Observation in humans
In patch tests in 30 patients that were not allergic to turpentine, freshly distilled turpentine constituents (non-oxidised alpha-pinene, beta-pinene, delta-3-carene and limonene) were irritating to the skin at high concentrations (70–80 %) but not at lower concentrations (20–35 %). However, oxidised turpentine constituents (>2 % hydroperoxide) caused irritation in almost all patients (MAK, 2012).
Eye, nose and throat irritation was reported in an inhalation study, where 8 male volunteers were exposed to turpentine at 81 ppm (450 mg/m3) for 2 h (ACGIH, 2011).
Exposure to 75 ppm (420 mg/m3) of turpentine vapour for 3–5 min resulted in throat and nose irritation in several volunteers while exposure to 175 ppm (975mg/ m3) for the same time was considered intolerable for most volunteers. In general, the highest concentration that could be tolerated for 8 h was 100 ppm (556 mg/m3) (NTP, 2002).
Turpentine oil (CAS No. 8006-64-2) is classified as hazardous with hazard category ‘Skin sensitisation – category 1’ and hazard statement ‘May cause an allergic skin reaction (H317) in the HCIS (Safe Work Australia). The available animal and human data (refer to Observations in humans) as well as in silico alerts support this classification. Hydroperoxide species originating from auto-oxidation are thought to be the major contributors. Due to uncertainty and inconsistency in the use of CAS numbers, the classification should also apply to other assessed substances (CAS No. 9005-90-7 and 8052-14-0).
In a guinea pig maximisation test (GPMT) conducted similarly to OECD TG 406, 25 female albino guinea pigs received a 5 % (v/v) intradermal injection and a 25 % (v/v) topical application of turpentine (induction). Two weeks after the induction, 20 % (v/v) of turpentine in petrolatum was applied to the flank of the guinea pigs for 24 h under occlusion (challenge). The challenge site was evaluated 24 h after removal of the occlusion patch. Reaction to the challenge was reported in 16 out of 25 animals suggesting that turpentine is a sensitiser (REACHa).
Animal data are also available for the constituents of turpentine.
In a local lymph node assay (LLNA) performed in accordance with OECD TG 429, using beta-pinene the reported concentration of beta-pinene producing a three-fold increase in lymphocyte proliferation (EC3) was 29 % indicating weak sensitisation potential (NICNASc).
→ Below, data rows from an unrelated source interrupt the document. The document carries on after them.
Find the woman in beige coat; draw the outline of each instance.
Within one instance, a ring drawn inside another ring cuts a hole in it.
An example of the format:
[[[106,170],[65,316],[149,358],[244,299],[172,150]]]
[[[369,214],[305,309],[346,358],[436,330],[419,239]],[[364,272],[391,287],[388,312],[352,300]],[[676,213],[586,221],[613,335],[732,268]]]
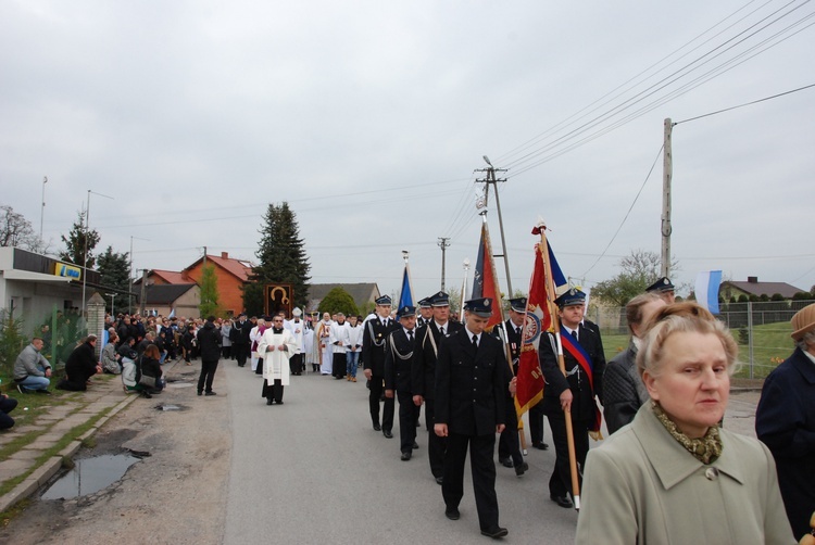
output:
[[[651,324],[637,355],[651,401],[589,453],[575,542],[795,543],[769,451],[717,426],[732,337],[693,303]]]

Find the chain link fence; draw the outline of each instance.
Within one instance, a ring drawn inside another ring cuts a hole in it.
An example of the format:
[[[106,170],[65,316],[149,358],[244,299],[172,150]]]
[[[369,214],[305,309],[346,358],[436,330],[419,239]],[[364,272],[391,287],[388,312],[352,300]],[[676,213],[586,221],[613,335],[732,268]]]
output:
[[[794,350],[790,319],[815,301],[767,301],[720,304],[716,316],[739,343],[742,367],[737,377],[764,379]],[[624,307],[591,307],[586,317],[600,326],[605,357],[610,359],[628,345]]]

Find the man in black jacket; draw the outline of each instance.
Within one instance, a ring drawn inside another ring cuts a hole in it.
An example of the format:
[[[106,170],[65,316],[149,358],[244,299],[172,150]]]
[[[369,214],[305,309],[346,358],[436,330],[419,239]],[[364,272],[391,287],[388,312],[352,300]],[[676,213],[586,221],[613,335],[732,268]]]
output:
[[[381,427],[379,426],[379,400],[384,393],[386,339],[396,328],[390,319],[391,301],[388,295],[376,300],[376,316],[365,322],[362,334],[362,360],[365,378],[368,379],[368,406],[374,430],[381,430],[387,439],[393,436],[393,398],[385,398]]]
[[[201,375],[198,377],[198,395],[216,395],[212,391],[212,379],[221,358],[221,329],[215,327],[215,317],[209,316],[204,327],[198,330],[198,350],[201,354]]]
[[[586,455],[589,453],[589,430],[599,430],[597,424],[600,410],[594,397],[599,397],[602,403],[605,355],[600,328],[597,324],[584,320],[586,294],[573,288],[554,302],[559,307],[566,376],[563,376],[557,365],[554,334],[541,335],[538,357],[547,381],[541,403],[543,414],[547,415],[552,428],[552,441],[556,453],[554,471],[549,479],[549,497],[561,507],[570,508],[573,504],[568,493],[572,492],[572,477],[565,413],[572,414],[575,456],[581,470],[586,467]],[[566,335],[569,338],[566,339]],[[576,356],[586,360],[589,370]]]
[[[427,426],[427,457],[430,461],[430,472],[438,484],[443,481],[444,474],[444,445],[446,439],[440,438],[434,431],[436,415],[436,360],[439,356],[439,346],[452,332],[460,330],[462,326],[457,321],[450,320],[450,296],[443,291],[428,297],[432,307],[432,318],[427,326],[416,331],[417,346],[413,353],[413,403],[416,406],[425,404],[425,424]]]
[[[399,400],[399,448],[402,461],[413,455],[416,444],[416,410],[411,388],[411,360],[413,346],[416,344],[416,307],[405,305],[397,310],[401,327],[388,335],[385,347],[385,397],[393,398],[396,391]]]
[[[490,297],[467,301],[464,329],[439,346],[436,364],[436,434],[447,438],[441,494],[444,515],[459,520],[464,495],[464,464],[469,447],[478,523],[492,538],[507,534],[498,524],[496,433],[504,430],[509,368],[501,341],[484,329],[492,315]]]

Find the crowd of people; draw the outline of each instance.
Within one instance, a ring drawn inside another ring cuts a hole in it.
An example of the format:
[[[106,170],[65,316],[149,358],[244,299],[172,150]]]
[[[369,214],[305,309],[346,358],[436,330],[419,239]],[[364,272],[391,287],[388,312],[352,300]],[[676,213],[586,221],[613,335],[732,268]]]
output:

The turpentine constituent delta-3-carene was tested in a cumulative contact enhancement test in female Dunkin Hartley guinea pigs. Reaction to delta-3-carene was reported in 15 out of 22 animals. Therefore, the chemical was considered positive for sensitisation (NICNASb).
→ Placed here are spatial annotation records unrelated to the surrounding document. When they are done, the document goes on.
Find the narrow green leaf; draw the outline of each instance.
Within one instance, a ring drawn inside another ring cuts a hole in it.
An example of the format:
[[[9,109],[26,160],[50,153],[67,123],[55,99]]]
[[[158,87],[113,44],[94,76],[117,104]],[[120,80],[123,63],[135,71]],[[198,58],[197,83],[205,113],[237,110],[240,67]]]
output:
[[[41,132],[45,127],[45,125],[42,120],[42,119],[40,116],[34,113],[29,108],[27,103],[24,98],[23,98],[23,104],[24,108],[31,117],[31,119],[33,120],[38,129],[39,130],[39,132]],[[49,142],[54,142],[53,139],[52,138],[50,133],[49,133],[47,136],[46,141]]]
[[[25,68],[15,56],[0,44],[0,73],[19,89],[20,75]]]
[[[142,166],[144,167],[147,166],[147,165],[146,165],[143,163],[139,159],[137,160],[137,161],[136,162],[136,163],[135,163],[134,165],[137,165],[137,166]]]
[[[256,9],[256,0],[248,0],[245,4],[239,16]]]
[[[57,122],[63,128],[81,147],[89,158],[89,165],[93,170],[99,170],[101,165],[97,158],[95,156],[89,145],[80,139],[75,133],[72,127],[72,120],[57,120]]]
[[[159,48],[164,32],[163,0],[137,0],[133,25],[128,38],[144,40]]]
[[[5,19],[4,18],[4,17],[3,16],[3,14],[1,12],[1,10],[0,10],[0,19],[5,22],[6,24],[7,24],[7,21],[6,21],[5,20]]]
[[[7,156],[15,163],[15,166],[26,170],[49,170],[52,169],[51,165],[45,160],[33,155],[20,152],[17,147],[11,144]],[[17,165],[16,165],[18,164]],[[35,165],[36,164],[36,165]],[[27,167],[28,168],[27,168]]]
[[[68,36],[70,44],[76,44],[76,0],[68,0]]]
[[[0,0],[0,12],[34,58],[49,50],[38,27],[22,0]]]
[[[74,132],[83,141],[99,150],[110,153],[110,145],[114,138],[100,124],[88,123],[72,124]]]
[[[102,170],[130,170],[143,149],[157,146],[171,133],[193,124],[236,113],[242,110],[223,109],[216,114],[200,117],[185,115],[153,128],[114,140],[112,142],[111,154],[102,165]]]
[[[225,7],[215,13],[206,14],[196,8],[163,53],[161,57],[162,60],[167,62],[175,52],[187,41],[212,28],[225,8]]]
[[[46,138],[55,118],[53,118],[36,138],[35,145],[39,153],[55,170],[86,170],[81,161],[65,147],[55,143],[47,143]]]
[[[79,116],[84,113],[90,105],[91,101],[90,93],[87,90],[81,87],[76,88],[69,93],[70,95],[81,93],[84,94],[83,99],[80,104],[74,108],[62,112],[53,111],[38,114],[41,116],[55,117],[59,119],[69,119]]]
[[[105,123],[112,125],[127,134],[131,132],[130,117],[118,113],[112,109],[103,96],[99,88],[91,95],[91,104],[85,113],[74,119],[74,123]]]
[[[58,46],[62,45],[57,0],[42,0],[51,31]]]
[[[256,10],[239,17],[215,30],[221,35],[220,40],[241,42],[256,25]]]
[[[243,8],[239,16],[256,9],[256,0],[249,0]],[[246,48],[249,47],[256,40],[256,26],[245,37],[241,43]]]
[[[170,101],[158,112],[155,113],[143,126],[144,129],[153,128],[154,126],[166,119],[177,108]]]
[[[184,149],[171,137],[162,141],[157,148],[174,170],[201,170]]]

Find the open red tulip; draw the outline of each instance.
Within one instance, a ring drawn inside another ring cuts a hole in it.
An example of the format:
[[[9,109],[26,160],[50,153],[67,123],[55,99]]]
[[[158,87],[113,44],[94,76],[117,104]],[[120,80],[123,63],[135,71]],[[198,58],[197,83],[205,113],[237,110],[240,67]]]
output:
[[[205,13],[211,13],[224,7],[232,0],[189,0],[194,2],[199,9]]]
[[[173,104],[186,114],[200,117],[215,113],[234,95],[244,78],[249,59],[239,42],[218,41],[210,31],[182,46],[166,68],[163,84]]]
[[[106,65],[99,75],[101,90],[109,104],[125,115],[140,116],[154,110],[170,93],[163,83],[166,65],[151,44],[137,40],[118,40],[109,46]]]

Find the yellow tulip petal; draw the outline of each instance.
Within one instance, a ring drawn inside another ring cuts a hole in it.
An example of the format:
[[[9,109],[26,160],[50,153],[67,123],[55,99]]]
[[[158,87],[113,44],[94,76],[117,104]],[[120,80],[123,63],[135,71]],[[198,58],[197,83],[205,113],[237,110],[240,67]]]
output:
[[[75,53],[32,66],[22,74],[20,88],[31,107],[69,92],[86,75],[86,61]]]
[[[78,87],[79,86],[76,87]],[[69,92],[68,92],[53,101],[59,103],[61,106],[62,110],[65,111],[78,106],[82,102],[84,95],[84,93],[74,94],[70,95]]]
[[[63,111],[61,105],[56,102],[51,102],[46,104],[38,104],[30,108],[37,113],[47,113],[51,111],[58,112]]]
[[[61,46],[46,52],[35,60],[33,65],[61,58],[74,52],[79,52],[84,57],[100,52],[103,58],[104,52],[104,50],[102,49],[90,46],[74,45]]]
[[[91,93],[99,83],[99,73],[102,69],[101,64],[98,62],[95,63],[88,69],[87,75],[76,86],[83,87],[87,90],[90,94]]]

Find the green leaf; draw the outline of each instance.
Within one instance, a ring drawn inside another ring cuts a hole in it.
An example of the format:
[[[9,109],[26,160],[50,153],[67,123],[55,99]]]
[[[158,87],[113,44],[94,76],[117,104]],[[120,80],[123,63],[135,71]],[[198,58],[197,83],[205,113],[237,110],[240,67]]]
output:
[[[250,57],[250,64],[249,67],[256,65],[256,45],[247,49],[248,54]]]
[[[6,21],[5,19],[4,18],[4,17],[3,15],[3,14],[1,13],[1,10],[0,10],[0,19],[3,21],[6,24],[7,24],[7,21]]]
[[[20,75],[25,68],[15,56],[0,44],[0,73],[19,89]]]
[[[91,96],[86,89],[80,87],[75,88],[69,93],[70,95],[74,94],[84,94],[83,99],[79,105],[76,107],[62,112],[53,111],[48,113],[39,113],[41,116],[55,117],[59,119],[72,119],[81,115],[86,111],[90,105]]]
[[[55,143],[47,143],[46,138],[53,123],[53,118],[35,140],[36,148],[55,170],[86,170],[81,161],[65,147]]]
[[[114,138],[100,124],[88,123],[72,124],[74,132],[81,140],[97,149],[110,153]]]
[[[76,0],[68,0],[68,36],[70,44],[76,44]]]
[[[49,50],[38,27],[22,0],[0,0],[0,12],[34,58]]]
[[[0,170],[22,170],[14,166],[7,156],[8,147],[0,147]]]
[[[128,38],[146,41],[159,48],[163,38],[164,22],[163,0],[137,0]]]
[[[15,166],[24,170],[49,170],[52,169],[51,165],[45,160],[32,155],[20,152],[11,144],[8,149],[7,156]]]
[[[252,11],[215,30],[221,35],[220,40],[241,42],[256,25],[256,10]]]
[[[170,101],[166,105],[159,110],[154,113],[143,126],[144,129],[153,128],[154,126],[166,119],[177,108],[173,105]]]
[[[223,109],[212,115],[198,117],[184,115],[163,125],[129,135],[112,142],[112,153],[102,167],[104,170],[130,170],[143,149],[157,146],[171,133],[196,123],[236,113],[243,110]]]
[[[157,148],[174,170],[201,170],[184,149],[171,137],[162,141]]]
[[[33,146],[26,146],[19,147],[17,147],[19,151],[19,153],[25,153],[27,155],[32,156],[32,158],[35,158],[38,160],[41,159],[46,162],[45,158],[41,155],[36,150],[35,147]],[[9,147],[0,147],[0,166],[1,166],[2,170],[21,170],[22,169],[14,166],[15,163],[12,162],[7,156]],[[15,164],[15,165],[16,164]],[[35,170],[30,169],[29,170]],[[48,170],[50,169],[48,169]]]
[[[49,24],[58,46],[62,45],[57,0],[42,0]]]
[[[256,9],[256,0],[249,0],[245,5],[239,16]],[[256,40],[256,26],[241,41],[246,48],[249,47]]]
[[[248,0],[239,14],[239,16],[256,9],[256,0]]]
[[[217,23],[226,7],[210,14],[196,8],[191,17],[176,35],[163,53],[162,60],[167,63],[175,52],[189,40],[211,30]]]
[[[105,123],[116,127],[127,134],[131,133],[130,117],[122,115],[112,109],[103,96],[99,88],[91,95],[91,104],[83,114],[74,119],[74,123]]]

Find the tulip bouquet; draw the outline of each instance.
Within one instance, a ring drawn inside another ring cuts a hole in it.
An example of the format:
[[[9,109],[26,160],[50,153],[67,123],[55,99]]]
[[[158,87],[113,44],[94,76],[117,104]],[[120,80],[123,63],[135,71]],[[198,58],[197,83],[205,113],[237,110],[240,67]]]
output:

A chemical preparation of delta-3-carene containing 5 % hydroperoxides was also reported as skin sensitiser in domestic pigs. Limited study details are available (NICNASb).
The chemical alpha-pinene was negative for skin sensitisation in non-guideline studies including a local lymph node assay (LLNA), a popliteal lymph node assay (PLNA) in mice and a GPMT in guinea pigs (NICNASa).
Hydroperoxide species originating from autooxidation of turpentine constituents are thought to be major contributors to sensitisation reactions. This is supported by (Q)SAR data described below.
No structural alerts for skin sensitisation were present for turpentine constituents alpha-pinene, beta-pinene or delta-3-carene using OECD QSAR Toolbox v3.4. However, when auto-oxidation was simulated, mechanistic alerts, including alerts for protein binding via nucleophilic additions and free radical formation were present for the metabolites of all three constituents.
Skin sensitisation predictions were produced using OASIS–TIMES 2.27.19. Predictions for alpha-pinene and beta-pinene were in domain while those for delta-3-carene were out of domain (90 % in domain). All predictions were negative for unmetabolised chemicals. Several auto-oxidised metabolites of the turpentine constituents were predicted to be weak sensitisers, which were supported by mechanistic alerts for hydroperoxide free radical decomposition and nucleophilic addition to ketones.
Observation in humans
Turpentine is considered to be a chemical of concern in the European Commission Scientific Committee on Consumer Safety (SCCS) opinion on fragrance materials with >1000 reported dermatitis cases published (SCCS, 2012).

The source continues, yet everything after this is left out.